Planning Applications

We can advise, prepare and oversee your application through the planning process from submission to determination.

Planning Appraisals

We can produce or commission the necessary supporting information to ensure your application is determined by the Planning Authority in a timely manner.

Pre-application Advice

We will arrange to visit your site to discuss your planning proposal and advise on the likelihood of gaining planning permission for your proposed development.

Pre-application Advice is a discrectionary service. 

Pre-application engagement with the Local Planning Authority will improve the quality of your planning application and the likelihood of success. 

This can be achieved by:

  • providing an understanding of the relevant planning policies and other material considerations associated with a proposed development
  • working collaboratively and openly with interested parties at an early stage to identify, understand and seek to resolve issues associated with a proposed development
  • discussing the possible mitigation of the impact of a proposed development, including any planning conditions
  • Identifying the information required to accompany a formal planning application, thus reducing the likelihood of delays at the validation stage.

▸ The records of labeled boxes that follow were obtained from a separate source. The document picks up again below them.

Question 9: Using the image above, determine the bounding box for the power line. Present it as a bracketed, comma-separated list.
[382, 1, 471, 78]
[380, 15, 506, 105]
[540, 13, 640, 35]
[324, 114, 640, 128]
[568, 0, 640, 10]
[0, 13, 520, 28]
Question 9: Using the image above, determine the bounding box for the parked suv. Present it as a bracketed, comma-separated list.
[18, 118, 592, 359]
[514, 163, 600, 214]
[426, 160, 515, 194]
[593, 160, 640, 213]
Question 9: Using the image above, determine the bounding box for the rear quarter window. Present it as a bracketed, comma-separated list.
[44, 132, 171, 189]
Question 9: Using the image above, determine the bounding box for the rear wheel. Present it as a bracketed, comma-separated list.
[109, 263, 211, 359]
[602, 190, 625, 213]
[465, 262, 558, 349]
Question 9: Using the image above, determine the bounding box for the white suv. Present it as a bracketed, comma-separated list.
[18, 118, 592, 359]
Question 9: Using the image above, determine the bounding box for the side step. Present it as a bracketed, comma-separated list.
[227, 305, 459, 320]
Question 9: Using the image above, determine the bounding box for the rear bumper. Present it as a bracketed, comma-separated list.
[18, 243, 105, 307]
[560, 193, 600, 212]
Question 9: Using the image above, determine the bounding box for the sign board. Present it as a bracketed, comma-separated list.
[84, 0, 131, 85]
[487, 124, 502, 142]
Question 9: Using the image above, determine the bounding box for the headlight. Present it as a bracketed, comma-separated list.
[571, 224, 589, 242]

Pre-application engagement is a collaborative process between a prospective applicant and other parties which may include;

  • the local planning authority
  • statutory and non-statutory consultees
  • elected members
  • local people

It is recognised that the parties involved at the pre-application stage will vary on a case by case basis, and the level of engagement needs to be proportionate to the nature and scale of a proposed development. Each party involved has an important role to play in ensuring the efficiency and effectiveness of pre-application engagement (National Planning Practice Guidance March 2014)

Planning Appeals

If your application has been refused planning permission we will review the reasons and discuss any changes to the proposal which would make it more acceptable and likely gain permission. 

You have a right of appeal against most local authority decisions on planning permission and other planning decisions, such as advertisement consent, listed building consent, prior approval or permitted development rights, and enforcement.

When can you appeal

The local planning authority makes decisions on planning applications.

You can appeal a planning decision if either;

  • you disagree with it
  • the decision wasn't made within 8 weeks (13 weeks for a major development, such as 10 dwellings or a building of more than 1,000 square metres)

If you disagree with a decision, you must appeal within 6 months of the date of the decision notice from the local planning authority.

There is a different process to appeal a householder planning decision for a smaller project like an extension, conservatory or loft conversion. 

We will advise you on the best way forward.

The Planning Inspectorate: Procedural Guide-Planning appeals-England

Neighbour Representation

If you are a neighbour affected by a development proposal we will act on your behalf to ensure the Local Planning Authority understands your concerns and acts upon them accordingly.

Your comments can only be properly considered if you give reasons which relate to the planning application and to planning matters. 

The most common planning issues or 'material considerations' that are taken into account include (the list is not exaustive);

  • local, strategic, regional and national planning policies
  • Government circulars, orders and statutory instruments
  • previous planning decisions (including appeal decisions)
  • design, visual appearance, and materials
  • layout and density of buildings
  • loss of daylight or sunlight
  • overshadowing/loss of outlook (but not loss of view)
  • overlooking/loss of privacy
  • noise and disturbance from use
  • smells
  • light pollution
  • highway safety issues
  • traffic generation
  • vehicular access
  • adequacy of parking
  • loss of important trees
  • landscaping
  • nature conservation
  • intrusion into the open countryside
  • risk of flooding
  • effect of Listed Buildings and Conservation Areas
  • archaeology
  • hazardous materials and ground contamination
  • disabled persons access

The Local Planning Authority cannot take into account matters arising from;

  • loss of view
  • loss of property value
  • breach of restrictive covenant
  • loss of trade to a competitor
  • the level of profit a developer might make
  • personal circumstances of the applicant (in most cases)
  • moral objections e.g. to uses such as amusement arcades and betting offices
  • matters controlled under Building Regulations or other non-planning laws, e.g. structural stability, drainage, fire precautions etc.
  • private issues between neighbours e.g. land/boundary disputes, damage to property, private rights of way, covenants etc.
  • problems arising from the construction period of any works, e.g. noise, dust, construction vehicles, hours of work etc.